Omdat het een van de bouwstenen is van alle menselijke eiwitten, komt het heel vaak voor. De L-serie vormt de natuurlijke variant van serine en komt voornamelijk voor bij een neutrale pH-waarde van rond de zeven. Deze pH-waarde heerst in de menselijke lichaamscellen, waarin serine wordt verwerkt. L-serine is een zwitterion. Een zwitterion ontstaat wanneer de carboxylgroep en de aminogroep met elkaar reageren: het proton van de carboxylgroep migreert naar de aminogroep en bindt daar aan het vrije elektronenpaar.
Hierdoor heeft het zwitterion zowel een positieve als een negatieve lading en is het als geheel ongeladen. Het lichaam breekt serine vaak af tot glycine, wat ook een aminozuur is dat, net als serine, neutraal maar apolair is. Serine kan ook pyruvaat produceren, ook wel bekend als acetylmierenzuur of pyrodruivenzuur. Het is een keto-carbonzuur.
Ziekten en aandoeningen
Serine komt in zijn L-vorm voor in neuronen en gliacellen en speelt waarschijnlijk een rol bij verschillende psychische aandoeningen. L-serine bindt als co-agonist aan N-methyl-D-aspartaatreceptoren, kortweg NMDA-receptoren.
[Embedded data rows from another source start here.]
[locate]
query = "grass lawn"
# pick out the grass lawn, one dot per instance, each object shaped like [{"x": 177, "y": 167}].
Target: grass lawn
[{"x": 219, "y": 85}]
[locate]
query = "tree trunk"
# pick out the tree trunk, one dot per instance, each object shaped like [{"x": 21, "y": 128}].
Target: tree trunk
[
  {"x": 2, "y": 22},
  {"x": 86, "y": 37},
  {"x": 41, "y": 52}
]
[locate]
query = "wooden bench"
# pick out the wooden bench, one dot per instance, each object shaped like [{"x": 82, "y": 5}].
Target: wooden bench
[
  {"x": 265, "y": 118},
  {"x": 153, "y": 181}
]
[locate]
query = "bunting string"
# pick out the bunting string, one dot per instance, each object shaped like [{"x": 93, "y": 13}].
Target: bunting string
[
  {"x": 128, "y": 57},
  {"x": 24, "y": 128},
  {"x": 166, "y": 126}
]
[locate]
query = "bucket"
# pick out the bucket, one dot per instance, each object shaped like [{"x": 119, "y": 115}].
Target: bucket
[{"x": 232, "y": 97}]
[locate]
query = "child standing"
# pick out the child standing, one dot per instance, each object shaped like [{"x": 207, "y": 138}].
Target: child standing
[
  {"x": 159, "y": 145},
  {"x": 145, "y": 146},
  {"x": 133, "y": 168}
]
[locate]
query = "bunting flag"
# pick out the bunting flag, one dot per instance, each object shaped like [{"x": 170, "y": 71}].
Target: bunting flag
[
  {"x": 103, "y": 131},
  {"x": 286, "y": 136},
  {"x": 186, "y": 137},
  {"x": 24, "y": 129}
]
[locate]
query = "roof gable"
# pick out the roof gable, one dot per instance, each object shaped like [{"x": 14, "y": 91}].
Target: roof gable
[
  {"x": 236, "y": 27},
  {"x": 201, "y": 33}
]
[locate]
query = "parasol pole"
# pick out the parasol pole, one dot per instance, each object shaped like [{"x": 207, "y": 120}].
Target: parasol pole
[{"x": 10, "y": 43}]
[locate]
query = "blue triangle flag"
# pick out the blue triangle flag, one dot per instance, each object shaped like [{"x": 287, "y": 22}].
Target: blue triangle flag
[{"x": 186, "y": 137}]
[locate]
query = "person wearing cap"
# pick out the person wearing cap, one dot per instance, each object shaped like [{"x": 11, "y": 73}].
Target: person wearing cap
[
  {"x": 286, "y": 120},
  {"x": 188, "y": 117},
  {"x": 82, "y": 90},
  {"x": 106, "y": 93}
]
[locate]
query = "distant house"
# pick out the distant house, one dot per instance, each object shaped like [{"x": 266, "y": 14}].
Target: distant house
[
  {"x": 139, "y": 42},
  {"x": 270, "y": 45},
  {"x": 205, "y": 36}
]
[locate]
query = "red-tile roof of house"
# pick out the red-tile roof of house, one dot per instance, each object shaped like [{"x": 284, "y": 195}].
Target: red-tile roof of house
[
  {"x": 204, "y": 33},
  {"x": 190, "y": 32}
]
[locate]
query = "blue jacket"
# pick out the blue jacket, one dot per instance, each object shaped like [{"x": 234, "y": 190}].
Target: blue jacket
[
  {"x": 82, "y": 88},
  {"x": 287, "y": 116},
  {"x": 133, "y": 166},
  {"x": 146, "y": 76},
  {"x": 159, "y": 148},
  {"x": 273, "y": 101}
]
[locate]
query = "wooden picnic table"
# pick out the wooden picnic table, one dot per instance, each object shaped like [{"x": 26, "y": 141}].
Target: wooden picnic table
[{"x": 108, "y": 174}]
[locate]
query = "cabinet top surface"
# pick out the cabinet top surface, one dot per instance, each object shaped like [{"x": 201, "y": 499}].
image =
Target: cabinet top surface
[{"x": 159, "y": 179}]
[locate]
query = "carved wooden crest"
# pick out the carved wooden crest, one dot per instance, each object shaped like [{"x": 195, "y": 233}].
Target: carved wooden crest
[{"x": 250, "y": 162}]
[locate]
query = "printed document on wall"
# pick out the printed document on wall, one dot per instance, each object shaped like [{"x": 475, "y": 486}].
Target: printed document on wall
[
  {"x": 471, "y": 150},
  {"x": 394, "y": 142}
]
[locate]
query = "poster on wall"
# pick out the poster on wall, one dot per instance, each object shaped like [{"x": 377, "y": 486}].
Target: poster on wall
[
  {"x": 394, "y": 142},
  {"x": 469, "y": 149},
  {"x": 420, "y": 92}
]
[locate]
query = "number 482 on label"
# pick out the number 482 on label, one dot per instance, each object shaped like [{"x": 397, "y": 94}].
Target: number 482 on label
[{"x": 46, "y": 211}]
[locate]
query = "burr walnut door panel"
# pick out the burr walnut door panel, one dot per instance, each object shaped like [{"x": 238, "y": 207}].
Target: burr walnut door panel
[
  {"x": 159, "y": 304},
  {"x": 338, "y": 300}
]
Het verhoogt het effect van de neurotransmitter glutamaat, die zich bindt aan de NMDA-receptoren en daardoor de zenuwcel activeert.
Leer- en geheugenprocessen zijn afhankelijk van de NMDA-receptoren; het duidt op de hermodellering van synaptische verbindingen en verandert daardoor de structuur van het zenuwstelsel. Deze plasticiteit wordt uitgedrukt in leren op macroniveau. De wetenschap beschouwt dit verband als relevant voor psychische aandoeningen. Psychische aandoeningen leiden tot tal van functionele beperkingen, waaronder vaak ook geheugenproblemen. Defecte leerprocessen kunnen ook bijdragen aan het ontstaan van psychische aandoeningen. Een voorbeeld hiervan is depressie. Depressie leidt tot slechte cognitieve prestaties, vooral als het erg ernstig is. De leer- en geheugenprestaties verbeteren echter weer wanneer de depressie afneemt.
Een huidige theorie gaat ervan uit dat het veelvuldig activeren van bepaalde zenuwbanen de kans vergroot dat deze paden bij toekomstige prikkels sneller geactiveerd worden: de prikkeldrempel daalt. Deze overweging is gebaseerd op een deblokkering van de receptoren, wat het proces zou kunnen verklaren. In het geval van psychische aandoeningen zoals depressie of schizofrenie, kan dit proces worden verstoord, wat ten minste een deel van de respectieve symptomen kan verklaren. In deze context bevestigen eerste onderzoeken het effect van D-serine als antidepressivum.